CSAW 2023 Finals Writeup: Cell
2023-11-19This is a writeup for Cell, a reverse engineering challenge from the CSAW 2023 finals. We are given a file named cell.pkg, around half a megabyte in size. Running file on it doesn't reveal much. strings isn't that helpful either. I tried searching up the first four bytes (\x7fPKG), which looked like some sort of magic bytes. The first couple of results on Google are all related to the PS3, so it's reasonable to assume that this is a PS3 game. The PS3 runs a Cell processor, which has a 64-bit PPC core and several coprocessors.
I downloaded RPCS3, a PS3 emulator and debugger. I was able to load the file into the emulator and run it. When I ran it, a screen popped up with controller button icons arranged in the center and a timer in the top left. The text Hmm... I'm trying to poll these inputs right.... suggests that this is supposed to be a controller input test. As the timer counts up, starting from -48 and counting in increments of 16, it the program abruptly stops at a count of 0.
Figure 1: game interface
The challenge asked for the state of the registers after fixing the program, so I decided to extract the binary and look for what possibly could be wrong with it. On my computer, the RPCS3 loaded the game into the folder ~/Library/Application Support/rpcs3/dev_hdd0/game/CELL_00-0/USRDIR. From there, I took the EBOOT.BIN file and extracted the ELF using RPCS3's "Decrypt PS3 Binaries" feature (under Utilities).
From there, I can load the binary into Ghidra and analyze it statically. But before that, I ran it with the debugger first. To do that, I had to tell RPCS3 to use an interpreter (right click the game and select Change Custom Configuration, select Interpreter (static) under the CPU tab). I used the handy call stack window in the debugger to figure out where the main function was (00010bf0). From there, I figured out the main loop that ran every 2 seconds which updated the timer count, among other things.
Figure 2: timer increments and delays at end of main loop
I also noticed that r2 stores a base pointer that doesn't change in the main function. This pointer 0x1054b0 is the base of a string table. I noticed a string Nice job, you did it ... check my regs :) in the binary. Tracing this reveals an offset of -0x7c20 from r2, which is loaded once in the main function. This indicated where in the program I needed to reach. There was a counter variable that matched the timer in the upper left hand corner of the screen. The "Nice job" message only printed once the timer got to 128, so I just let the program run until then.
Figure 3: condition that causes program to exit early
However, the program would exit when the timer count became nonnegative and the buttons pressed did not match some predetermined patterns. I simply patched out this if statement and exit condition. I used RPCS3's built-in patch functionality. I figured out the patch format using their online documentation and trial and error. To properly format the patch, I had to find the PPU hash, which I got from the log as the program booted up.
Here is the patch:
Version: 1.2
PPU-1c892d3d92a43cd0652fee9b9a4ecf319826943c:
"mypatch":
Games:
"Cell":
CELL: [ 01.00 ]
Author: "a"
Notes: "a"
Patch Version: 2.0
Patch:
- [ be16, 0x0001224c, 0x4800 ] # to 0x000125f0 from 0x0001224c, skips fail portion
The be16 tells RPCS3 that this is a 16-bit big-endian patch. The 0x0001224c is the address and the 0x4800 is the value to patch with. All that this patch accomplishes is to convert a conditional branch into an unconditional branches, which skips the entire if statement.

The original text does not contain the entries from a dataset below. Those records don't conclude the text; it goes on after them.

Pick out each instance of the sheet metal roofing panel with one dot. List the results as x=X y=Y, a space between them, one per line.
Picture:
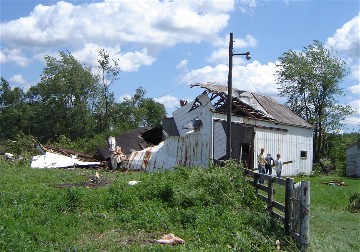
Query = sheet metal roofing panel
x=184 y=117
x=266 y=105
x=289 y=144
x=280 y=112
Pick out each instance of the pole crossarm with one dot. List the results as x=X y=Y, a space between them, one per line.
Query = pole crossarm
x=229 y=98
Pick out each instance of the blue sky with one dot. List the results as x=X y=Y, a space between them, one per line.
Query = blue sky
x=164 y=46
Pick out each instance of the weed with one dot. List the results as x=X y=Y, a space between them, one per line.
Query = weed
x=354 y=203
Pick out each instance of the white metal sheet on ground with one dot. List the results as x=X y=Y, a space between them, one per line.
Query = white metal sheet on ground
x=54 y=160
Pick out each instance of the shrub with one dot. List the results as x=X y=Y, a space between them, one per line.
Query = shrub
x=354 y=203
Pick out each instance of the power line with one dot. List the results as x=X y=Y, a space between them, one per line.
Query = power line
x=180 y=85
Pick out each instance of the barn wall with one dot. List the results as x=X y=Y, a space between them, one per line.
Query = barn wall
x=289 y=144
x=191 y=148
x=286 y=140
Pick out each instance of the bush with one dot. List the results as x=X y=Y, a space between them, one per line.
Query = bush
x=354 y=203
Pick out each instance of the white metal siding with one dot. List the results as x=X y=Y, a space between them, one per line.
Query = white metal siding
x=219 y=141
x=353 y=161
x=288 y=144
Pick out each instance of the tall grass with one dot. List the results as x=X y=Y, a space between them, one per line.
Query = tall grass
x=212 y=209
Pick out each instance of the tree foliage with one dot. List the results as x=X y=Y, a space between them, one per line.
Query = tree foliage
x=64 y=100
x=310 y=82
x=71 y=102
x=109 y=71
x=138 y=111
x=12 y=111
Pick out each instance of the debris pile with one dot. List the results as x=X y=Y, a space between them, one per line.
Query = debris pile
x=335 y=183
x=55 y=157
x=170 y=239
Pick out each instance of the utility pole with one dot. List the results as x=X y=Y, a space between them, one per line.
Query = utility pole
x=229 y=97
x=229 y=100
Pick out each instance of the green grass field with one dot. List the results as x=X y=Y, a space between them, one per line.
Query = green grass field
x=212 y=210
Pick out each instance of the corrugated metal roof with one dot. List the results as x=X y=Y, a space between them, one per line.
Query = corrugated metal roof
x=255 y=106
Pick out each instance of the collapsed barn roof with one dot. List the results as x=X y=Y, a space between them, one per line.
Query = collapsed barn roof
x=134 y=140
x=251 y=105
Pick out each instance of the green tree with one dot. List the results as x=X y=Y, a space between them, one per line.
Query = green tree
x=310 y=82
x=108 y=75
x=64 y=101
x=138 y=111
x=336 y=149
x=13 y=111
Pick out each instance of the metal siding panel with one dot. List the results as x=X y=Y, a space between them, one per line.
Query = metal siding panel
x=289 y=144
x=219 y=140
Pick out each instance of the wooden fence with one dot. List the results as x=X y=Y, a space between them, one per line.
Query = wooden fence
x=294 y=213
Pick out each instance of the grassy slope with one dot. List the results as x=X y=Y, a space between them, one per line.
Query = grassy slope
x=209 y=210
x=213 y=210
x=332 y=227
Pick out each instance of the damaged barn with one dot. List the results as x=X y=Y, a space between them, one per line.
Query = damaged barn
x=196 y=133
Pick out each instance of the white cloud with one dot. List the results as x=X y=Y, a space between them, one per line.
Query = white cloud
x=355 y=89
x=14 y=55
x=347 y=38
x=124 y=97
x=18 y=78
x=121 y=21
x=254 y=77
x=245 y=5
x=19 y=81
x=139 y=28
x=355 y=72
x=128 y=62
x=168 y=101
x=355 y=104
x=352 y=120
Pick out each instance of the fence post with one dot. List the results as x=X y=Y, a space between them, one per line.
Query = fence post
x=256 y=181
x=270 y=194
x=304 y=215
x=289 y=194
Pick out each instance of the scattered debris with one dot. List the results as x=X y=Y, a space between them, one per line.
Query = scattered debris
x=335 y=183
x=277 y=242
x=170 y=239
x=95 y=181
x=133 y=182
x=61 y=158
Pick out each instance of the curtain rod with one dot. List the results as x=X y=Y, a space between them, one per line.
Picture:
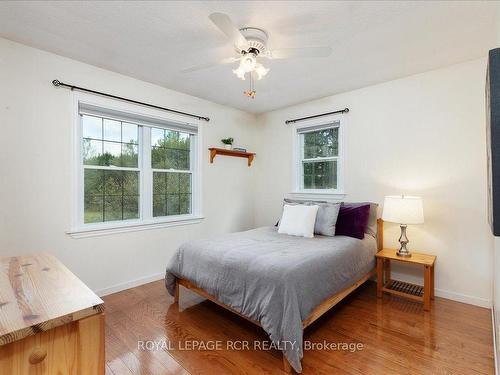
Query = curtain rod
x=72 y=87
x=345 y=110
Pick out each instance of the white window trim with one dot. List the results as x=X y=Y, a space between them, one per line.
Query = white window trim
x=78 y=228
x=298 y=191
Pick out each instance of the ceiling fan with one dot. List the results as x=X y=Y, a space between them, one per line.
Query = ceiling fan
x=250 y=45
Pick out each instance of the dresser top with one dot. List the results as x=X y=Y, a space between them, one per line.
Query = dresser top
x=38 y=293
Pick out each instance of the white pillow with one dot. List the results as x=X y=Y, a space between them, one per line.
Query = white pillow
x=298 y=220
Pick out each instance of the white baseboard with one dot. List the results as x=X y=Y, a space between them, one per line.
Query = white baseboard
x=459 y=297
x=493 y=323
x=129 y=284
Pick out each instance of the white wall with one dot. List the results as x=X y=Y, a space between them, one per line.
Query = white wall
x=421 y=135
x=36 y=169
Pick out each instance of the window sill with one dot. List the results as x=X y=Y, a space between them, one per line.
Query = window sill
x=317 y=194
x=114 y=228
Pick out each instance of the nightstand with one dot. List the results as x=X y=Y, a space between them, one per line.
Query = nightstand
x=401 y=288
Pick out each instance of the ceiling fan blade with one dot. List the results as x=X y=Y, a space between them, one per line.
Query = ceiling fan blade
x=224 y=23
x=229 y=60
x=289 y=53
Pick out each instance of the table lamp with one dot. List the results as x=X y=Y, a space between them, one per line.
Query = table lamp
x=403 y=210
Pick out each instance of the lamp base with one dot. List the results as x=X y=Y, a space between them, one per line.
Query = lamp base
x=403 y=240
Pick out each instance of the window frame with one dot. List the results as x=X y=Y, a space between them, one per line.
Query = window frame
x=298 y=159
x=146 y=220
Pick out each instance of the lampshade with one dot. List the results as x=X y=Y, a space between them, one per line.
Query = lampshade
x=403 y=209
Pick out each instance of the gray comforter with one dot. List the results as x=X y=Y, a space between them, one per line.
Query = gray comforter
x=273 y=278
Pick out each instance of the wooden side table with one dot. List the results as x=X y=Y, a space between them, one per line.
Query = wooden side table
x=401 y=288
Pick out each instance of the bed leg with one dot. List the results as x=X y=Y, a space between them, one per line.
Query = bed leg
x=176 y=292
x=286 y=366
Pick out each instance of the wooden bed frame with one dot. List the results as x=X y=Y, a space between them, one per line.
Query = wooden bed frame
x=318 y=311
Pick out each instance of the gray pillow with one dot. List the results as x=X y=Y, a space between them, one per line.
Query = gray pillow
x=326 y=217
x=371 y=228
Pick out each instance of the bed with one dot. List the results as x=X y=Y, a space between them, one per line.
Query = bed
x=279 y=282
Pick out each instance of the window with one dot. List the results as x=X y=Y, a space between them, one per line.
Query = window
x=111 y=170
x=319 y=158
x=134 y=169
x=171 y=161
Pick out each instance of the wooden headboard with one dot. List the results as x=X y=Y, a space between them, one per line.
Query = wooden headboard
x=380 y=234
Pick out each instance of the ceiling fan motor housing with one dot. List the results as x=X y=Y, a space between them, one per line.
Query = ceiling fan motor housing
x=257 y=39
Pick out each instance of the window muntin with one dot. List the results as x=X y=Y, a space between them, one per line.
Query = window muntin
x=318 y=167
x=121 y=172
x=172 y=174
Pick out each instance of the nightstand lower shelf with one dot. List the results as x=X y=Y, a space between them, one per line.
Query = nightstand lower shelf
x=385 y=284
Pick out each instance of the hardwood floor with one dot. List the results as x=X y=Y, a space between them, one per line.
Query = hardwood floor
x=397 y=336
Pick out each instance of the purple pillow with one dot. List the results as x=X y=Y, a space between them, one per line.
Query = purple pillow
x=352 y=221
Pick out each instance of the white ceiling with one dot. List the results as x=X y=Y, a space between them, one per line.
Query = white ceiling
x=372 y=41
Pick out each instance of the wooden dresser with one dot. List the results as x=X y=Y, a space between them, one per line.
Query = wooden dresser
x=50 y=321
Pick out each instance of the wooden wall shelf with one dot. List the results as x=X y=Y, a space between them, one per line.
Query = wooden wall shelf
x=214 y=151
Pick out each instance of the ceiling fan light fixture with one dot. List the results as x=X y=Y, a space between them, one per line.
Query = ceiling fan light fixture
x=261 y=71
x=248 y=62
x=240 y=73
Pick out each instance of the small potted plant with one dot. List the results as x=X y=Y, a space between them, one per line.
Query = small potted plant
x=228 y=143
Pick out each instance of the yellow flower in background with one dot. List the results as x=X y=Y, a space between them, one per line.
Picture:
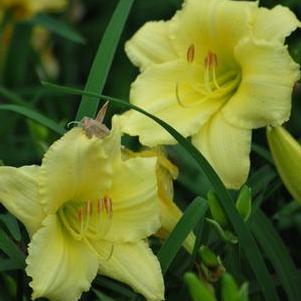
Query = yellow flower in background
x=87 y=211
x=22 y=9
x=215 y=71
x=170 y=213
x=286 y=152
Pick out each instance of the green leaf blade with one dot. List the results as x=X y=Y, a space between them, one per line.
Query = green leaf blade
x=191 y=217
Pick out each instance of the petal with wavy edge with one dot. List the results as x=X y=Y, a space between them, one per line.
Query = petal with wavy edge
x=74 y=168
x=274 y=24
x=264 y=94
x=61 y=268
x=150 y=45
x=133 y=264
x=19 y=195
x=226 y=148
x=155 y=91
x=211 y=26
x=134 y=201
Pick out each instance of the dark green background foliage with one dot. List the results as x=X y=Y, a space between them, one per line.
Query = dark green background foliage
x=275 y=222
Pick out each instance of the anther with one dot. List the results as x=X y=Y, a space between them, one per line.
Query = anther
x=80 y=215
x=211 y=60
x=108 y=206
x=99 y=206
x=89 y=208
x=190 y=53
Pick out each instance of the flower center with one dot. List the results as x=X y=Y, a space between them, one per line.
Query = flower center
x=89 y=219
x=213 y=85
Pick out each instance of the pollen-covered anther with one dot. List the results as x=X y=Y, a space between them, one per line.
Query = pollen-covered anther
x=89 y=208
x=108 y=206
x=210 y=79
x=211 y=60
x=190 y=53
x=80 y=214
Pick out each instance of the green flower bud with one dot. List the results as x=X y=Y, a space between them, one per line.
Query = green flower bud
x=243 y=203
x=197 y=288
x=286 y=152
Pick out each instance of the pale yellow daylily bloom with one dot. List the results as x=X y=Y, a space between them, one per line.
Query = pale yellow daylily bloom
x=22 y=9
x=286 y=152
x=215 y=71
x=170 y=213
x=87 y=211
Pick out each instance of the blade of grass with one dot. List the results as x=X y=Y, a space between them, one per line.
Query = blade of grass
x=114 y=286
x=103 y=59
x=16 y=61
x=191 y=217
x=12 y=226
x=12 y=97
x=8 y=265
x=38 y=117
x=11 y=250
x=274 y=248
x=246 y=238
x=58 y=27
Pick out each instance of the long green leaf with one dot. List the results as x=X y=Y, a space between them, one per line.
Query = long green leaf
x=246 y=238
x=8 y=265
x=191 y=217
x=31 y=114
x=103 y=59
x=274 y=248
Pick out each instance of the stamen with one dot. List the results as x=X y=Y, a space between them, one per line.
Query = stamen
x=178 y=96
x=89 y=208
x=210 y=71
x=190 y=53
x=111 y=253
x=108 y=206
x=81 y=219
x=99 y=206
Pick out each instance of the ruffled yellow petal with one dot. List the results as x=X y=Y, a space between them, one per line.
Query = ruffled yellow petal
x=74 y=168
x=19 y=195
x=264 y=94
x=210 y=26
x=274 y=24
x=135 y=203
x=159 y=90
x=150 y=45
x=169 y=211
x=133 y=264
x=61 y=268
x=286 y=152
x=226 y=148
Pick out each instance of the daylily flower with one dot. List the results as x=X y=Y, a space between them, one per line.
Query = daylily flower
x=87 y=211
x=286 y=152
x=215 y=71
x=170 y=213
x=22 y=9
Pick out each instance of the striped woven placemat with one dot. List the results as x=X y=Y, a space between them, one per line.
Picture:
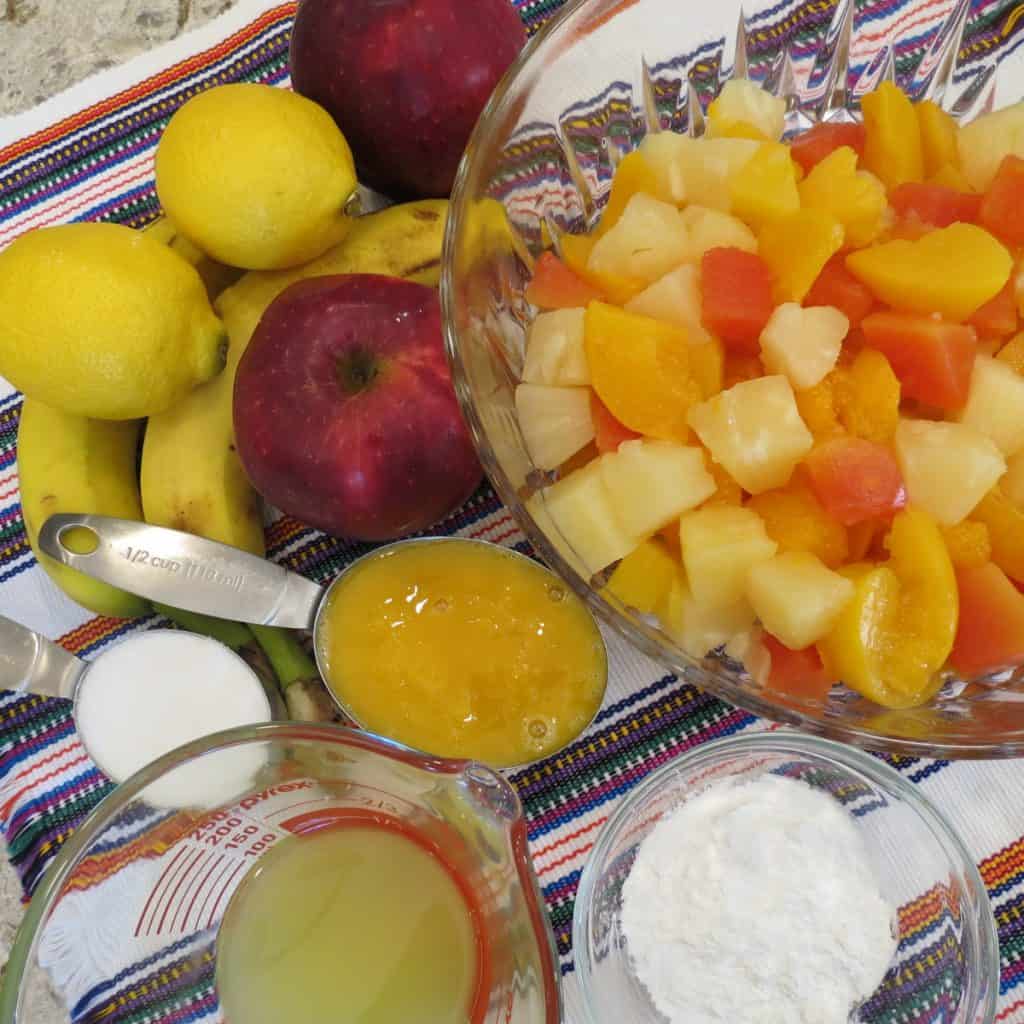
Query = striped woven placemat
x=88 y=156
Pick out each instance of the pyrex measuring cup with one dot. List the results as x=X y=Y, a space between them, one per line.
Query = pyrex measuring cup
x=127 y=704
x=125 y=924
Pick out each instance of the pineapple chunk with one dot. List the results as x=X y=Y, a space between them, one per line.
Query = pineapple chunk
x=555 y=422
x=755 y=431
x=947 y=467
x=645 y=577
x=651 y=482
x=646 y=242
x=984 y=141
x=720 y=545
x=803 y=344
x=744 y=102
x=995 y=403
x=579 y=508
x=554 y=350
x=710 y=228
x=1013 y=482
x=696 y=170
x=797 y=597
x=674 y=298
x=698 y=630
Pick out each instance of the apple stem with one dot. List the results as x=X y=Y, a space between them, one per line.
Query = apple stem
x=356 y=370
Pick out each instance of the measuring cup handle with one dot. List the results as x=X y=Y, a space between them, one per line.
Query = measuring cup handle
x=181 y=570
x=30 y=662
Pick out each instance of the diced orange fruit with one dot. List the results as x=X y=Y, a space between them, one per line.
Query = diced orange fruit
x=740 y=368
x=1013 y=353
x=554 y=286
x=856 y=199
x=867 y=396
x=892 y=136
x=633 y=175
x=708 y=366
x=796 y=248
x=864 y=539
x=817 y=408
x=796 y=521
x=576 y=252
x=765 y=187
x=727 y=491
x=640 y=370
x=643 y=579
x=968 y=544
x=896 y=634
x=1006 y=531
x=949 y=271
x=938 y=137
x=990 y=634
x=950 y=176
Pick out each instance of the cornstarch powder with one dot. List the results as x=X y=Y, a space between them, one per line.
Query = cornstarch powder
x=756 y=902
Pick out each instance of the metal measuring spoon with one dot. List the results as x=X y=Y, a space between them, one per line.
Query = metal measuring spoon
x=31 y=663
x=197 y=574
x=185 y=571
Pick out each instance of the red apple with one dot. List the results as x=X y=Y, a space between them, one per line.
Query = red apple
x=406 y=80
x=345 y=416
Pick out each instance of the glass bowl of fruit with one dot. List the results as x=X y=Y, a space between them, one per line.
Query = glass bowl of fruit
x=732 y=304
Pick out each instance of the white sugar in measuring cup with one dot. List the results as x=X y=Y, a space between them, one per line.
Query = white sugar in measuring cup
x=141 y=697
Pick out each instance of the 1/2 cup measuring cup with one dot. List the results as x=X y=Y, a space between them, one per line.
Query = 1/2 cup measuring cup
x=491 y=655
x=140 y=697
x=125 y=924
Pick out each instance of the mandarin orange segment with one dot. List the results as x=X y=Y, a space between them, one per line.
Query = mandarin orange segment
x=867 y=397
x=796 y=521
x=968 y=544
x=1006 y=531
x=639 y=368
x=1012 y=353
x=817 y=408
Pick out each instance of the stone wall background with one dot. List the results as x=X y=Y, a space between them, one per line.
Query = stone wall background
x=45 y=47
x=48 y=45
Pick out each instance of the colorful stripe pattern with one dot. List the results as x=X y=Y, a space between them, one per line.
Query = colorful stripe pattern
x=96 y=164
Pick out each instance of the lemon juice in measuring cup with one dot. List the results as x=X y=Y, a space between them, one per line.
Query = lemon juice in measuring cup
x=344 y=878
x=364 y=913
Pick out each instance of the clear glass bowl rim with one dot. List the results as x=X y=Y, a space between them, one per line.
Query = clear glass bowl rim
x=840 y=755
x=484 y=138
x=57 y=871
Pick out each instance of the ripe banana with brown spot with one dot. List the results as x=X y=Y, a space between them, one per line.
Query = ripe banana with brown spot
x=192 y=477
x=69 y=463
x=402 y=241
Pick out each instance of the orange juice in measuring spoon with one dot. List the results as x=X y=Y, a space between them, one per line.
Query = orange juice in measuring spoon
x=463 y=648
x=454 y=646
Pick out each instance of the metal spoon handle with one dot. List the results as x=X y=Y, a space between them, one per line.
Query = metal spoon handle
x=30 y=662
x=182 y=570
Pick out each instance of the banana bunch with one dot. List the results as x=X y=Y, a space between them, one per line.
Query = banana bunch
x=189 y=476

Figure 4: overwriting with unconditional branch
Finally, I reached the "end" of the program where it put itself into an infinite loop. I fed the register values at this point into the flag oracle. Unfortunately, the r27 register was wrong. From running it multiple times, I noticed that this register stored a bitmask of the buttons that were pressed. This likely was incorrect because I had patched out the if statement checking the buttons instead of actually figuring out what they were. Fortunately, my teammate Kevin (kmh) noticed that the four register values I had gotten right so far all had only one of the 8 bytes set:
r3: 000000000000000a
r5: 000000000000002b
r9: 0100000000000000
r10: 0000000000000001
He wrote a program to brute force all 256 possibilities for each of the 8 bytes, which yielded the correct result for r27, 0000000000000400.
Although I definitely skipped much of the reverse engineering difficulties intended for this challenge (brute forcing the one register that varied), I still enjoyed reverse engineering a rare architecture. The PS3 debugging tooling was much better than I anticipated as well.